There was some confusion before the security check and the registration, as a police officer (who was standing by the registration tent) told us to tell the families to stay together, even before the security check, so they would not have to wait for each other and huddle in a small space afterward. When we wanted to inform the families at the entrance to the security check tent to stay together, police told us that women and children have to stand in one line, and men in another (female officers searched the women and children and male officers searched men, hence they were separated in two lines). This did not cause any trouble in this particular case, as they all went back to the railway station by buses after the registration. However, there was an issue with the police officer who was waiting for the people in front of the tent and directed them in two lines. He was very intimidating, being tall and having a strong body constitution, and behaving very arrogantly on top of it – he commanded people where to go by pointing fingers to a woman, for example, and rudely saying “go” (to other line). Every time when family came and he ordered women to go in other line, people started saying “family, family”. His response to the latter was rude, he spoke in Slovenian and often raised his voice, if people would not move the same second. We started to explain to people why he is sending them in two lines. When they heard the reason, they were calm, they understood that they will unite at the end of the tent and there were no more problems. Initially, we thought that the mentioned police officer does not speak English and therefore shouts in Slovenian and gives only short orders, but eventually it turned out that he speaks English. When he once again unnecessarily raised his voice to some family who did not understand his command, we told him: “If you explained, people would understand.” It seemed he was not thrilled about it as he muttered: “They understand, yeah, they sure do”. However, we later heard him talking to people in English and saying that it is only security check and the families will continue ahead together. We started to think that he will maintain such a “normal” attitude, however, as soon as we went few steps away, he started yelling at people again regarding the two lines (completely unnecessarily, he was obviously venting, as he had the same attitude when people were boarding the buses).
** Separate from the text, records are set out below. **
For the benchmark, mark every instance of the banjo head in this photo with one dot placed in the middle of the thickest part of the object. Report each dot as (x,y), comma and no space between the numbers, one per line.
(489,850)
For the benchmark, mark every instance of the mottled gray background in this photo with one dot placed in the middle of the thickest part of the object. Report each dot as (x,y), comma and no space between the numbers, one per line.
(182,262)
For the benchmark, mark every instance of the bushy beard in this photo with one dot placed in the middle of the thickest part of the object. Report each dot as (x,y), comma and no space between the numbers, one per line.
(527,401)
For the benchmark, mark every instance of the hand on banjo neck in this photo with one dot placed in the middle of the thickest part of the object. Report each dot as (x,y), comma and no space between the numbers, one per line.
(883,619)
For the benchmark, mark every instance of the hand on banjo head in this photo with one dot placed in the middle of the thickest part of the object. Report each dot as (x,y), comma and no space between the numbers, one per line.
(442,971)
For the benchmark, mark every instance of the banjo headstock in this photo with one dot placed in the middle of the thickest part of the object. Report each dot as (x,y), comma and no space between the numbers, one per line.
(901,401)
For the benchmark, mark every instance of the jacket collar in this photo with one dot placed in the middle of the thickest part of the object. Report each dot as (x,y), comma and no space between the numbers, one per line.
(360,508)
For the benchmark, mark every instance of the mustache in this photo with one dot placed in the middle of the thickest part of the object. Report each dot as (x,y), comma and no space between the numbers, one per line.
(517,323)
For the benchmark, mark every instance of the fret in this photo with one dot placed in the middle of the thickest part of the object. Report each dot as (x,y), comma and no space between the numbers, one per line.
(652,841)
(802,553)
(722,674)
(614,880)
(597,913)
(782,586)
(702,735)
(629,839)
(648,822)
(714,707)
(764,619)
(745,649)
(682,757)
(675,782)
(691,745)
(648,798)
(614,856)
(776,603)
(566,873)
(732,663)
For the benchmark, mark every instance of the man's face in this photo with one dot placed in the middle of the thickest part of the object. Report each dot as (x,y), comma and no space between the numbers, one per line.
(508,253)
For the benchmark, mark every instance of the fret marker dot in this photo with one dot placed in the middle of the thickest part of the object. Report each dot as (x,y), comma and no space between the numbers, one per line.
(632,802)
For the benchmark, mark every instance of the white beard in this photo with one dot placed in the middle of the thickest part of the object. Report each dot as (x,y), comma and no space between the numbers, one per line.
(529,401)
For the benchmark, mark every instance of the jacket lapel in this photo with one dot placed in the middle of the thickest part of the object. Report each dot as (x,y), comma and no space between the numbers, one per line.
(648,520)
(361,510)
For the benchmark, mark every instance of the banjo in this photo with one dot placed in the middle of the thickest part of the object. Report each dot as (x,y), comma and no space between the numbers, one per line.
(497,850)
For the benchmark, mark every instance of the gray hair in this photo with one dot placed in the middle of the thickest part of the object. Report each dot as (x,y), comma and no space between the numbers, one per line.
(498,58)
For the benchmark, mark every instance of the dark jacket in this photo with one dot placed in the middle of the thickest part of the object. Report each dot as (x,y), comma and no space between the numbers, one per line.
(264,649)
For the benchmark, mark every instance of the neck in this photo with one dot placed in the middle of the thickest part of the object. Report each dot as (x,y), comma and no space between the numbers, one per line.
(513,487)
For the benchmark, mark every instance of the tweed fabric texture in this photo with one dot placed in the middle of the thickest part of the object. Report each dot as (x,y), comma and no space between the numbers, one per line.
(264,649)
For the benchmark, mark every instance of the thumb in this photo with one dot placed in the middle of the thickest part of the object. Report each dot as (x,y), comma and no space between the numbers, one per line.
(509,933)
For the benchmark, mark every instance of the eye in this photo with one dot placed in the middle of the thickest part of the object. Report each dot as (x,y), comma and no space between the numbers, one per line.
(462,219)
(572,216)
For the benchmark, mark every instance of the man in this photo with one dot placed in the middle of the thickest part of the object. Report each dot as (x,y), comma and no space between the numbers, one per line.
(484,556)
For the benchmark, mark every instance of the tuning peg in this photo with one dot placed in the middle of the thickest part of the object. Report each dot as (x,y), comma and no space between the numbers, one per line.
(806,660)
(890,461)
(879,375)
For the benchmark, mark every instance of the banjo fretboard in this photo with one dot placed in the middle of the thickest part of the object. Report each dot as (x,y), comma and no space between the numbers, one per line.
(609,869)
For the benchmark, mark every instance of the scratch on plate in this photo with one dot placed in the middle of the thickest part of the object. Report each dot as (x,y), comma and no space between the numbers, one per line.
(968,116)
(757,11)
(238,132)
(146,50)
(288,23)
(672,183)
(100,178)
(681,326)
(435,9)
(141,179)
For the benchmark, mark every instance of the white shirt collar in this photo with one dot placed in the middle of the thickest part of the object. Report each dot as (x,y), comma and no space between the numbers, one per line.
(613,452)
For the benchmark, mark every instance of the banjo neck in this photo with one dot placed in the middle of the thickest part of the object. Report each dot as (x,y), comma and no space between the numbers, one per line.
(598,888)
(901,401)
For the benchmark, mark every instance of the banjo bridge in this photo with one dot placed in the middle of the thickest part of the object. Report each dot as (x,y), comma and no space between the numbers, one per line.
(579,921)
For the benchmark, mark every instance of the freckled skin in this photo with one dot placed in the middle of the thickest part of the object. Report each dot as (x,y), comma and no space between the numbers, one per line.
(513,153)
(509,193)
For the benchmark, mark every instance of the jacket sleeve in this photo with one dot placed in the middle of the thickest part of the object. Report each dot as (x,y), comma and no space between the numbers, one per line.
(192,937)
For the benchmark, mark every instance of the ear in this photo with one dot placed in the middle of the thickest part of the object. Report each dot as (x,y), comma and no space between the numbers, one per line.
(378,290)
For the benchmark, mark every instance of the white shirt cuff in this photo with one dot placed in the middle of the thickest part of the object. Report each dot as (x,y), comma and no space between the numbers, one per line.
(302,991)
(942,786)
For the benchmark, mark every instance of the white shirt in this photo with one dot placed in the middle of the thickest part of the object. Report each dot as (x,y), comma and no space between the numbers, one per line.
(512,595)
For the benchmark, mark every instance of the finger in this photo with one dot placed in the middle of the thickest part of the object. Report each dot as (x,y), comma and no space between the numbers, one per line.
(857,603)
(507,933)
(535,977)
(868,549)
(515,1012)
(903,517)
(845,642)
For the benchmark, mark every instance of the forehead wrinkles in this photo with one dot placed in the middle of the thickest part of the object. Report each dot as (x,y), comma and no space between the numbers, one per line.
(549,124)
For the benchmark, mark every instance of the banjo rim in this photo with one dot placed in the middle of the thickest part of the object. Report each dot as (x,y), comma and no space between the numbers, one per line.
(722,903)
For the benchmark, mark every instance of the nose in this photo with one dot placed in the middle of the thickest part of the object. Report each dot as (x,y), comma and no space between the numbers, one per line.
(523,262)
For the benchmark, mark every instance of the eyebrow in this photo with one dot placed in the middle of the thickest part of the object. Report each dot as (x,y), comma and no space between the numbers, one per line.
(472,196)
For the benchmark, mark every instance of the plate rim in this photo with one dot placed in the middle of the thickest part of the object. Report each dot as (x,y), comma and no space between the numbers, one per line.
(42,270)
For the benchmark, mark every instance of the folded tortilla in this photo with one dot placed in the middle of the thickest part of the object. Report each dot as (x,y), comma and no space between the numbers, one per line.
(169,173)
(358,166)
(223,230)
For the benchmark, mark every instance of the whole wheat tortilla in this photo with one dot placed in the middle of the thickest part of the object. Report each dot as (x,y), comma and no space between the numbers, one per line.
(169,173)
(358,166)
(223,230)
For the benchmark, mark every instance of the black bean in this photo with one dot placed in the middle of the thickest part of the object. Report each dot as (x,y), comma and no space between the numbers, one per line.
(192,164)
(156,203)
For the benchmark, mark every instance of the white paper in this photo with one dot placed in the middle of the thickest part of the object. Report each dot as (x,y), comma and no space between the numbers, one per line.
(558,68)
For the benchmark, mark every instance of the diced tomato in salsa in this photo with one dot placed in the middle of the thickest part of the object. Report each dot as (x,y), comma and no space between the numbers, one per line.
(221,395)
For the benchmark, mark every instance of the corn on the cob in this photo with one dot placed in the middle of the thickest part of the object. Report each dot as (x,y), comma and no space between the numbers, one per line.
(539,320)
“Fortunately”, there was very friendly senior police officer between the security check and the registration tent, who really made sure that families stay together, he allowed for everyone to wait for each other, to go to the registration together, he talked to them, he joked and acted toward them like he would to any other human being. In short, he gave the refugees a completely different feel.

The registration was going on quite quickly, as there were 16 or even 18 computers. Police took everyone’s photographs and issued permissions to remain, whereas no fingerprints were taken that day.

We saw the VURS (Veterinary Administration of Republic of Slovenia) inspector who came to get one refugee’s puppy (there was another case likewise that day in the morning). For all refugees who arrive to Slovenia with their pets applies as follows: animal (most likely dogs and maybe cats) are taken and transported to the nearest shelter, where they are held for a month in quarantine (regardless of whether the animal shows signs of any disease or not). After a month, the owners can call the shelter (they get the contact when the animal is taken) and in case they want their animal back, make the necessary arrangements – they can send the animal to other country at their own expense.